Inflation: More Comments

The 1953 movie How to Marry a Millionaire was about Marilyn Monroe, Betty Grable and Lauren Bacall trying to meet and marry a millionaire. They thought they would have it made if they did. At that time, that was probably so, but not today. To buy today what a million dollars would have bought in 1953 would take almost $9 million because of inflation. Or, to put it another way, today’s buying power of 1953’s $1 million is $112,000.

A quick way to measure inflation is to look at the basic postage rate for a one ounce letter. In 1988 it was 25¢; today it is 49¢ which is consistent with the overall inflation increase during this period. Other ways of measuring inflation is to compare frequent items purchased between two periods. A quart of milk, a loaf of bread, movie and theatre admissions, dinner out, a dress, suit of clothes or pair of socks or underwear. Inflation’s sword cuts at our spending and standard of living.

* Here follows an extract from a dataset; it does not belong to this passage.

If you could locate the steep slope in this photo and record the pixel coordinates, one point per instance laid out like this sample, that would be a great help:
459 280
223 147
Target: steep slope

Over time, some things have increased greater than the inflation rate and some less, but that is usually due to other circumstances such as changes in patterns of what we buy or aggregate quantities available or improvements in the product. Computers, televisions, dishwashers andcell phones have all come down in price while greatly improving their benefits. Health care, assisted living and college costs have outpaced inflation.

The same works with bequests indicated in wills. What you leave today is not what they will get later. Let’s assume a parent leaves $6,000,000 equally to three children – $2,000,000 each. What do they get? Well, if received today, then a lot of money – if received in twenty years, then not so much money (but still more than they would have had if it wasn’t left to them at all). What does $2,000,000 mean? Well, it can be used to eliminate debt, pay off a mortgage, buy a vacation home or fund higher education costs. It can also be a source of cash flow that relieves some of the burdens of day–to-day living. $2,000,000 invested in long term tax free bonds can provide an $80,000 annual income – not putting someone in the lap of luxury, but not too shabby either. However, inflation will erode the spending value of this over time.

Another thing to look at is life insurance. Many people buy the “perfect’ whole life insurance policy only to have inflation depreciate the policy’s benefit over 20, 30 or even 40+ until the death of the insured. Premiums are paid with dear current money to provide discounted benefits at a much later time.

Those primarily depending upon income from bonds can see cash flow greatly curtailed with inflation. Those with taxable bond interest might also have to deal with possible tax rate increases. If you are investing to accumulate funds for a later time, then current income will compound and grow assuring a greater future cash flow. If interest is withdrawn to live on, then the bond principal will remain static if intended and able to be held until maturity regardless of market value fluctuations. This needs to be considered in your asset allocation.

Inflation is a stealth encumbrance on assets. It also compounds over time with each year’s current inflation percent applied to the previous year’s inflation rate. Inflation is a slow but accelerating growth.

Inflation is always there, but if properly factored into your planning, it does not need to put a damper on your future financial security.